Updates on the Census Data Enhancement Project
The Australian Bureau of Statistics is conducting a Census Data Enhancement project to add value to the data collected in the five-yearly Census of Population and Housing.
The central feature of the project is the creation of a Statistical Longitudinal Census Data set (SLCD), which is based on a 5% sample of the population. The aim is to link records for this sample from each population census by statistical techniques which do not involve the use of name and address. It is intended that the sample will be augmented at each census with a 5% random sample of people who have been born or migrated to Australia since the preceding census.
The whole 2006 Census data set may be used for quality studies. During the period of Census processing, names and addresses as well as other variables have been used to link Census data and other selected data sets for these quality studies. The quality studies that were proposed for the 2006 Census are of two types. The first type is to assess the feasibility and quality of linking without name and address, while the second is to help improve ABS statistical outputs.
Analytical Services Branch has undertaken the linkage work for four of these quality studies as shown in the table below. The linkage method used was probabilistic and implemented using a modified version of Febrl (Christen and Churches, 2005). The linkage runs have now been completed and analysis of the linked data sets is underway. Now that Census processing has been completed, all names and addresses provided by Census respondents have been removed from linked data sets. The datasets will not leave the ABS, nor be accessible to anyone other than those ABS officers involved in the quality studies. These linked data sets will be destroyed after use.
Quality Studies for which probabilistic linkage has been conducted by Analytical Services Branch
In the areas of assessing feasibility and linkage quality:
- Simulated SLCD formation - linking data sets for Census Dress Rehearsal 2005 and Census 2006, with the aim of assessing the feasibility of forming the SLCD without names and addresses and making defensible statements about the quality of the linked data;
- Migrant Settlements - linking data sets for Migrant Settlements since 2000 and Census 2006, with the aim of assessing the feasibility of a subsequent statistical study to investigate outcomes for immigrants admitted under different entry visas.
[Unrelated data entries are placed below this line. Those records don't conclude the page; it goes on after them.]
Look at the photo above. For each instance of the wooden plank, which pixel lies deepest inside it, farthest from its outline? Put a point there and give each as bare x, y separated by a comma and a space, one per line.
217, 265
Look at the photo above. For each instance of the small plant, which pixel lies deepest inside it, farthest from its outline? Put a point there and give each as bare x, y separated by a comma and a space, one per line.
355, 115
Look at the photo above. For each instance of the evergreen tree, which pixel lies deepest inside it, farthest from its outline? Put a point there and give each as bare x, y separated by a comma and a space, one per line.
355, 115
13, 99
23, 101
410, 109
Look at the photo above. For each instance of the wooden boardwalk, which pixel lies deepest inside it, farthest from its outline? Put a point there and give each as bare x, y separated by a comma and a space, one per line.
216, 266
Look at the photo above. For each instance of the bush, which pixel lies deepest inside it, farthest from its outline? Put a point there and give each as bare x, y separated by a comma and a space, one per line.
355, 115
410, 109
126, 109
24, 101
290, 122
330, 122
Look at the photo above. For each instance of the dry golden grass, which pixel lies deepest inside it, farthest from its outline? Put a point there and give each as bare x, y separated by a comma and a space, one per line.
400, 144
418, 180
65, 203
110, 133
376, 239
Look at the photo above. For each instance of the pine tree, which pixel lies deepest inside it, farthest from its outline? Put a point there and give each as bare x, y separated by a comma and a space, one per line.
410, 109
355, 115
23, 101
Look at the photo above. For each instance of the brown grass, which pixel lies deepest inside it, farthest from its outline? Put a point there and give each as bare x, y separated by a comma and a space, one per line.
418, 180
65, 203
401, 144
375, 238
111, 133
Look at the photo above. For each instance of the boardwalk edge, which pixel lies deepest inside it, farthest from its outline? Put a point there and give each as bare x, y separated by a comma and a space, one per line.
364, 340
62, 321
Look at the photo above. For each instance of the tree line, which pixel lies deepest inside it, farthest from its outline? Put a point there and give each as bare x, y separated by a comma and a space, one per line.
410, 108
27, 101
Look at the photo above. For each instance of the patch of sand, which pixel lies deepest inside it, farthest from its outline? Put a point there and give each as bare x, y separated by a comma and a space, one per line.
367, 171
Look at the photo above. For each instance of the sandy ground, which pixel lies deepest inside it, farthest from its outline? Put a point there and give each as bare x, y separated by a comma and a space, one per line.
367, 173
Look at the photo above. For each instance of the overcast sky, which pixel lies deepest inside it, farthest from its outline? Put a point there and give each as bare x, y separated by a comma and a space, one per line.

In the areas of improving ABS statistical outputs:
- Indigenous Mortality - linking data sets for Deaths between August 2006 & June 2007 and Census 2006, with the aim of estimating the under-coverage of reported Indigenous status on death certificates, and investigating the use of correction factors for improving estimates of Indigenous mortality;
- Investigate Possible Improvements to the 2011 Post Enumeration Survey - linking datasets for Post Enumeration Survey 2006 and Census 2006, with the aim of assessing the feasibility of replacing the current clerical matching with an automated procedure, and widening the search area for people who give vague addresses.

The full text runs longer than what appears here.